健やかな森を育てるのは、健やかな土。では、健やかな土とは?

水と空気の通り道がしっかりあって、微生物たちが活性化していると、土はふわふわで生命を育みやすい土壌になります。

こちらは、「段切り」という土壌再生の手法。土の中に切り込み入れることで、断面に水がしみこみ、表面を流れて行かないようにしてあげます。断面ができると、空気に触れる部分も増えます。水と空気の通り道ができて、呼吸しやすくなるというわけ。

段切りをしたそばでどんぐりが芽吹いているのも見せてくれました。段のそばは生命のパワースポットだそうです。
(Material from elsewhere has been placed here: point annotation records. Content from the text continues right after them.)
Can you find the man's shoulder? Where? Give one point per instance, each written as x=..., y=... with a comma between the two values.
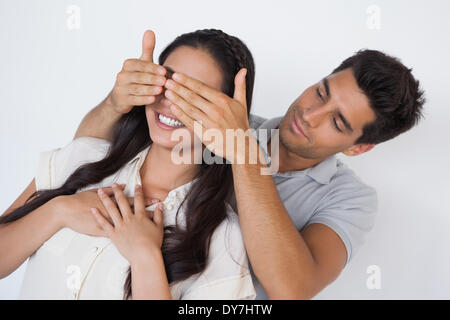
x=347, y=185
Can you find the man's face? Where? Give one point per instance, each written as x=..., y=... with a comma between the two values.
x=327, y=118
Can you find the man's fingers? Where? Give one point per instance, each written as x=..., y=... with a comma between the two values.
x=193, y=112
x=198, y=87
x=144, y=90
x=148, y=45
x=140, y=100
x=191, y=97
x=137, y=65
x=240, y=87
x=139, y=77
x=158, y=215
x=139, y=205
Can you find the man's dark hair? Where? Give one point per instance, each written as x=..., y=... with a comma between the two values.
x=394, y=94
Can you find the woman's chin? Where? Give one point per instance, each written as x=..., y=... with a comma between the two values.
x=168, y=139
全国の里山再生のため、年間に約2000ポット育てているそう!

同じことはポットでの苗づくりでも言えます。水と空気の通りを良くするため、こちらのポットにも穴をあけています。

自然と共生する建築物

さらに案内してもらったのは、研修などに使っている家屋。
よくみると、足場はコンクリートで固められておらず、石の上に柱があるだけ!

地震がきても大丈夫らしい・・・

「石場建て」と呼ばれる建築手法で、地面と設置している面が石の部分だけなので、土壌環境に与える影響が少なくなります。対して、コンクリートで土を固めてしまうと土の中に空気が入らなくなるので、土壌の中にいる微生物も死んでしまい、土はどんどん固くなってしまうとのこと。

素人目には不安定そうに見えるけれど、実は石の下には焼き杭が打ってあり、そこに菌糸が絡まっているので、とても頑丈なのだそうです。

炭の力で全然匂わない!

こちらはコンポストトイレ。高低差のある場所にコンポストトイレをつくってあげれば、人間の排泄物も山の循環の一部になります。用を足したら竹炭と籾殻を上からかけると臭いもしないそう。

自然の賢さと力強さを教えてもらった1日

他にも、森を案内してもらいながら「枯れた木は枯れているけど情報を持っている」「植物は死んだとしても根っこのところに空気の通り道ができて、菌も生きやすくなる」etc…さまざまなことを教わりました。

生きているものだけでなく、死んだものにすら、すべての植生にちゃんと役割があり、それによって生態系のバランスが保たれているーー

自然の循環システムは、本当に良くできすぎているなあ…と改めて感じました。人間の社会にもこんな循環を持ち込みたい、そのために、TSUMUGIの活動ももっと広げていきたいなと思いました。